Re: [PATCH v1] platform/x86: intel_pmc_core: promote S0ix failure warn() to WARN()

From: Mario Limonciello
Date: Mon Oct 31 2022 - 21:58:48 EST


On 10/31/22 20:38, Sven van Ashbrook wrote:
On Mon, Oct 31, 2022 at 3:39 PM Limonciello, Mario
<Mario.Limonciello@xxxxxxx> wrote:

Just thinking about it a little bit more, it could be a lot nicer to have something like:

/sys/power/suspend_stats/last_hw_deepest_state

While I agree that reporting through a framework is generally better
than getting infrastructure to grep for specific strings, I believe
that a simple sysfs file is probably too simplistic.
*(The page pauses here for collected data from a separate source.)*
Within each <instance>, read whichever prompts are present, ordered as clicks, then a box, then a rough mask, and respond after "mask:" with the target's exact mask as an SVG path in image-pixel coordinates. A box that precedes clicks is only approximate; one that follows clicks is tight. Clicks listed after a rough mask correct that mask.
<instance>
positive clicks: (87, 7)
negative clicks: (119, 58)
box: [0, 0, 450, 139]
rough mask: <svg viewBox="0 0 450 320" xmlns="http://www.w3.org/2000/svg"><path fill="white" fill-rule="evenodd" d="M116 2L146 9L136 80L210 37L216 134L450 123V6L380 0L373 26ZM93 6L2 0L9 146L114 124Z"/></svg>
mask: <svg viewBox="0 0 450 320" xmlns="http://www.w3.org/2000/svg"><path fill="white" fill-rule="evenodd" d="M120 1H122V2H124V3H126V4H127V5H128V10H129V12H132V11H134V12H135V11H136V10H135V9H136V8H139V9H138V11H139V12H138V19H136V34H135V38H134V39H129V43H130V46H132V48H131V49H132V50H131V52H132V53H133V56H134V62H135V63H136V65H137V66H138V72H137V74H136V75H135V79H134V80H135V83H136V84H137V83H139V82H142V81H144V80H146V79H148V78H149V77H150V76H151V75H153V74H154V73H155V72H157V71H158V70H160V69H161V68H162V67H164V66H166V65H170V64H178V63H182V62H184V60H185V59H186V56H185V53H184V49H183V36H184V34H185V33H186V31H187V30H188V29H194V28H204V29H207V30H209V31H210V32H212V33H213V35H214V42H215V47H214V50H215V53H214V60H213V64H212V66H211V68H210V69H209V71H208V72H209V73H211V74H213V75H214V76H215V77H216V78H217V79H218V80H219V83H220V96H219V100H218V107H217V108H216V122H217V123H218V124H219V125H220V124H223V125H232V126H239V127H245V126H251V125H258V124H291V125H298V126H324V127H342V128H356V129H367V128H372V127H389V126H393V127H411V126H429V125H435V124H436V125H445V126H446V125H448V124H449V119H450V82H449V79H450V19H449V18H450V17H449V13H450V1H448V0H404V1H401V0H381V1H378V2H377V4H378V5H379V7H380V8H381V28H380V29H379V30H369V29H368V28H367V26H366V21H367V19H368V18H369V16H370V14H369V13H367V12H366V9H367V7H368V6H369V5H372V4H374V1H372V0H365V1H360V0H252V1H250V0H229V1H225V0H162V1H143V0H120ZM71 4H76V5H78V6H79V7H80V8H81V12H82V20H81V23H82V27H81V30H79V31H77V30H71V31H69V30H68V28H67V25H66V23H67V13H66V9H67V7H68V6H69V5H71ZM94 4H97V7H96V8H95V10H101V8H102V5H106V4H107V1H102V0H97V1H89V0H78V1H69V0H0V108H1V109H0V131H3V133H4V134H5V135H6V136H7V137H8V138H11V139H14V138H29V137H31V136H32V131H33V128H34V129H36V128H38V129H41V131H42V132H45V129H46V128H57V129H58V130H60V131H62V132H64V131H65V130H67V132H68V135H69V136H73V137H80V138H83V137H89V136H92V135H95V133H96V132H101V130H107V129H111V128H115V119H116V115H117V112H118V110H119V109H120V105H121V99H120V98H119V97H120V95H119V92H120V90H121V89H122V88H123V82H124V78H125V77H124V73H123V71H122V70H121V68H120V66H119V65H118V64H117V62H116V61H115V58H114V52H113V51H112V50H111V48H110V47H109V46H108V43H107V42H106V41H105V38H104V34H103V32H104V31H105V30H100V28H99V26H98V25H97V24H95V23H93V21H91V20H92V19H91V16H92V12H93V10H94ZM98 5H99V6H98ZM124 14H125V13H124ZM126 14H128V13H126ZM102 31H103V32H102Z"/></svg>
1. We need more sophisticated reporting than just last_hw_deepest_state:

- sometimes the system enters the deep state we want, yet after a
while moves back up and gets "stuck" in an intermediate state (below
S0). Or, the system enters the deep state we want, but moves back to
S0 after a time without apparent reason. These platform-dependent
failures are not so easily describable in a generic framework.

I actually thought that by putting the duration of time put in last_hw_deepest_state you'll be able to catch this by comparing the duration of the suspend to the duration of last_hw_deepest_state.

If you're below some threshold of percent for suspends that are at least some other threshold long you can trigger the failure.

This then lets you tune your framework to find the right place for those
thresholds too without needing to change the kernel.


- ChromeOS in particular has multiple independent S0ix / S3 / s2idle
failure report sources. We have the kernel warning above; also our
Embedded Controller monitors suspend failure cases which the simple
kernel warning cannot catch, reported through a separate WARN_ONCE().
> 2. A simple sysfs file will need to be polled by the infrastructure
after every suspend; it would be preferable to have some signal or
callback which the infrastructure could register itself with.

The interface to trigger a suspend is writing a value into /sys/power/state. You'll get a return code from this, but this return code does not represent whether you got to the deepest state, just whether the suspend succeeded or not.

So what would an ideal interface that sends a signal that the last "successful" suspend didn't get to the deepest state look like to you?


The generic infrastructure to support this sounds like quite a bit of
work, and for what gain? Compared to simply matching a log string and
sending the whole dmesg if there's a match.

I would like to think it's cheaper to read the sysfs file, do a local comparison on HW deepest time to the suspend time and then only send the the dmesg up for further analysis.


Is the light worth the candle?

I wrote an RFC that I sent out for it with my ideas at least.